My mother’s father sat at the table
in their rented dining room, where he wore
his undershirt and slacks and socks
as if just returned from base, ready
for a home-cooked meal, but the table
was foodless, and he filled a case of green
glass bottles with petrol and fabric cut
from the girls’ outgrown blouses.
It was evening in Glyfada,
and blackout curtains were drawn
across each window, making invisible
the pistachio trees that sweetened
the courtyard. My mother asked her father
a question, but I don’t know his reply.
I can’t say whether his superiors knew
what he was doing or if he decided
alone, but he was an officer residing
in a country not his, representing the interests
of our nation at war, outright and by proxy.
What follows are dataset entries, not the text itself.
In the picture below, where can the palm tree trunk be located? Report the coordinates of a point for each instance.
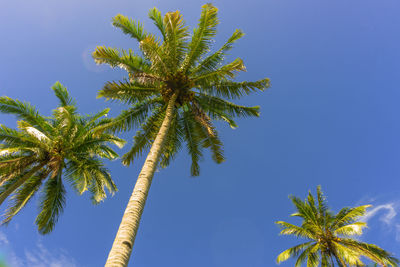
(125, 238)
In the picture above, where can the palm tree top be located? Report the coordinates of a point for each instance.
(48, 150)
(177, 64)
(330, 236)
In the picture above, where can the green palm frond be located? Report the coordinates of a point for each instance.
(127, 92)
(153, 52)
(132, 117)
(228, 71)
(126, 60)
(202, 35)
(24, 194)
(51, 205)
(192, 140)
(62, 94)
(129, 27)
(211, 62)
(144, 137)
(293, 252)
(24, 111)
(43, 150)
(155, 15)
(349, 215)
(329, 233)
(234, 90)
(180, 64)
(176, 34)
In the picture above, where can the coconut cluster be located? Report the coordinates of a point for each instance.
(178, 82)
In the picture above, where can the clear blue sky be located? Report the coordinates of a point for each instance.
(331, 118)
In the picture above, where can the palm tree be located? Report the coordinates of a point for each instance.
(330, 236)
(44, 150)
(176, 88)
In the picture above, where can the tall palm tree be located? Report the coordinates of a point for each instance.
(47, 150)
(176, 88)
(330, 235)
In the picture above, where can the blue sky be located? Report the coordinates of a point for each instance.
(330, 118)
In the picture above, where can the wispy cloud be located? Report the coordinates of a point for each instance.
(387, 213)
(39, 256)
(387, 216)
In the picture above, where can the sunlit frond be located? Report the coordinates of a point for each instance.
(130, 27)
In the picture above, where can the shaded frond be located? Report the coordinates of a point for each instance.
(155, 15)
(130, 27)
(292, 252)
(202, 36)
(62, 94)
(51, 204)
(234, 90)
(129, 93)
(126, 60)
(211, 62)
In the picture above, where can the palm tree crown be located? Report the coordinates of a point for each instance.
(330, 236)
(47, 149)
(180, 68)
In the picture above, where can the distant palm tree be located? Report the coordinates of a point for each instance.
(329, 236)
(48, 149)
(176, 89)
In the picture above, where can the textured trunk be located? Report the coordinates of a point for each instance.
(123, 243)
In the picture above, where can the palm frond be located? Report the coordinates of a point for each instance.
(130, 27)
(23, 195)
(234, 90)
(62, 94)
(153, 52)
(155, 15)
(293, 252)
(228, 71)
(126, 60)
(176, 34)
(192, 142)
(202, 36)
(24, 111)
(129, 93)
(51, 204)
(132, 117)
(211, 62)
(144, 137)
(215, 104)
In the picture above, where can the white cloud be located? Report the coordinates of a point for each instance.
(387, 216)
(3, 239)
(42, 257)
(38, 256)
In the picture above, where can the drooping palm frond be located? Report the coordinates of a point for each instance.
(45, 150)
(177, 62)
(329, 236)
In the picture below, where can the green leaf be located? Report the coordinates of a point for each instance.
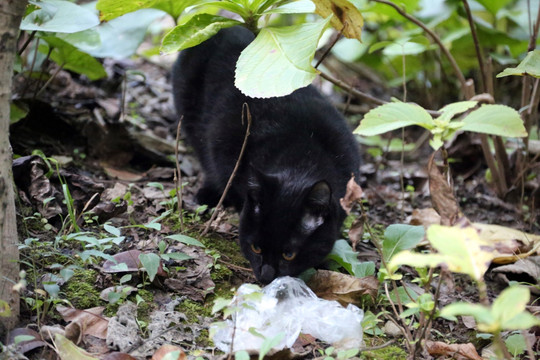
(343, 254)
(393, 116)
(516, 344)
(180, 256)
(451, 110)
(68, 56)
(278, 61)
(268, 344)
(509, 309)
(400, 237)
(59, 16)
(462, 249)
(493, 6)
(495, 120)
(199, 28)
(119, 38)
(150, 262)
(110, 9)
(112, 230)
(529, 66)
(293, 7)
(184, 239)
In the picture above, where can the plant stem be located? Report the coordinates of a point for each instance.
(245, 109)
(479, 56)
(178, 175)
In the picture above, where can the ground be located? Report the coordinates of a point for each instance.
(116, 157)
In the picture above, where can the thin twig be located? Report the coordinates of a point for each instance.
(435, 37)
(479, 56)
(361, 95)
(245, 109)
(178, 175)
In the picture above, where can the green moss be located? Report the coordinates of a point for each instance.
(80, 289)
(390, 353)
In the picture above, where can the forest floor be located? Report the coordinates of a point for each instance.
(116, 139)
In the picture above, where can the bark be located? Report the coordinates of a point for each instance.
(11, 12)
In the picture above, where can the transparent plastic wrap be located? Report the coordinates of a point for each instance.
(287, 306)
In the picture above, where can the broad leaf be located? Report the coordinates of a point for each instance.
(346, 17)
(498, 120)
(343, 254)
(110, 9)
(196, 30)
(400, 237)
(529, 66)
(70, 58)
(509, 309)
(451, 110)
(120, 37)
(278, 61)
(463, 250)
(151, 262)
(393, 116)
(59, 16)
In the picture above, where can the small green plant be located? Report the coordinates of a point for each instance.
(463, 251)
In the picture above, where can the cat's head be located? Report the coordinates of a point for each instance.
(287, 225)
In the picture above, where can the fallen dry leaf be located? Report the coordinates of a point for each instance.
(67, 350)
(455, 351)
(442, 195)
(90, 321)
(353, 195)
(166, 349)
(510, 243)
(118, 356)
(425, 217)
(346, 289)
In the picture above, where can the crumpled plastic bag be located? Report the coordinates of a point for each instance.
(288, 306)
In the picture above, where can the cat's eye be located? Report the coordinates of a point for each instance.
(255, 249)
(289, 256)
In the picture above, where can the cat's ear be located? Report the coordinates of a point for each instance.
(319, 196)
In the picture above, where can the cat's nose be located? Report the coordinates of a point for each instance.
(268, 274)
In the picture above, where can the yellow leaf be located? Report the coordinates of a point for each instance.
(346, 19)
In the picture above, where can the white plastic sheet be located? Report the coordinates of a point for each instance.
(287, 306)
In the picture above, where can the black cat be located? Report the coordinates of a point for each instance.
(299, 158)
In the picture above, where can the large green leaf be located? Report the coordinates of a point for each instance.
(399, 237)
(343, 254)
(529, 66)
(199, 28)
(278, 61)
(393, 116)
(495, 120)
(73, 59)
(59, 16)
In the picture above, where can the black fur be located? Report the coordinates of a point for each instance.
(299, 158)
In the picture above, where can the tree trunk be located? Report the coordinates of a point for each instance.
(11, 12)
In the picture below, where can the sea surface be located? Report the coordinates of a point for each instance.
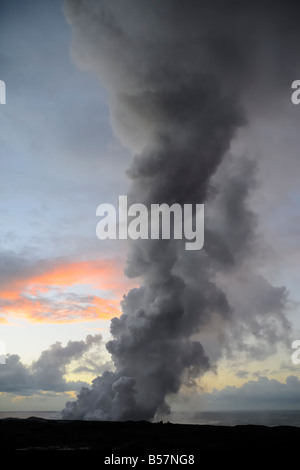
(215, 418)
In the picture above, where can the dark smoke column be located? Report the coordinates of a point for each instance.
(173, 72)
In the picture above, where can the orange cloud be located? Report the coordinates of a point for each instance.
(66, 292)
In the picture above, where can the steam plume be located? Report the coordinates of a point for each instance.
(177, 74)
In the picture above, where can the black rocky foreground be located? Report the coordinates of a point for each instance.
(116, 439)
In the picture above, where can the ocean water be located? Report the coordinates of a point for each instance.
(28, 414)
(234, 418)
(214, 418)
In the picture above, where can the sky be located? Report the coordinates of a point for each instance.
(72, 123)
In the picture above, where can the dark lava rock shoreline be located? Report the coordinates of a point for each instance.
(142, 438)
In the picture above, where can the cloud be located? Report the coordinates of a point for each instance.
(263, 394)
(48, 372)
(47, 291)
(179, 79)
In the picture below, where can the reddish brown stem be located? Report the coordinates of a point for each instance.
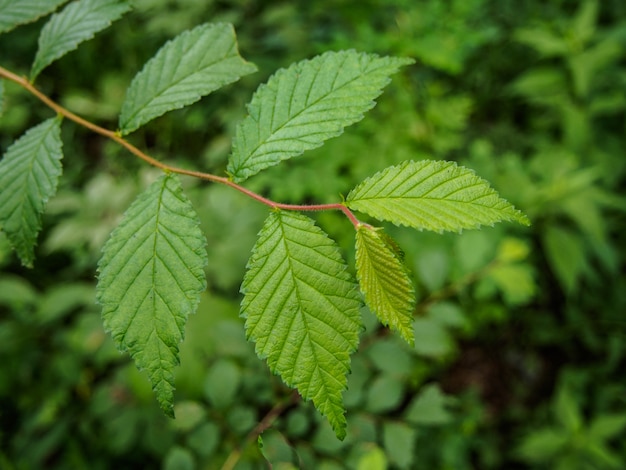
(117, 137)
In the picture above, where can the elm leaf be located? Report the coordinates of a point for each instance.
(16, 12)
(432, 195)
(190, 66)
(302, 106)
(151, 275)
(302, 310)
(384, 281)
(29, 173)
(77, 22)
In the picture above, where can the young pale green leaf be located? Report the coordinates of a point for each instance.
(151, 276)
(76, 23)
(16, 12)
(432, 195)
(384, 281)
(302, 106)
(185, 69)
(29, 173)
(302, 310)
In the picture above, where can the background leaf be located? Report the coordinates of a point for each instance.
(302, 106)
(384, 281)
(29, 174)
(190, 66)
(432, 195)
(16, 12)
(78, 22)
(302, 310)
(151, 278)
And sometimes we are the sum of our actions,
and sometimes we are both a root and cause,
and I don’t think I ever met him, my mother’s father,
as I have never met my biological grandfather
on my father’s side, which is to say
I have these histories that blur like Polaroids
shaken before my birth, but I cannot unclaim them
nor unaddress what dwells outside the frames,
and behind the cocktails being made
at the table, there were teachings
that I must reckon with. That night,
my grandfather made weapons in another
country’s home, and I wonder whether he considered
how much imperial power he poured
into each of those bottles as he sat surrounded
by his wife and kids, his teenage daughter,
my mother, who watched him, and I wonder
what it was my mother asked and whether
he paused before he answered. I wonder
whether he ever began to doubt the contract,
the promise to serve without ceasing.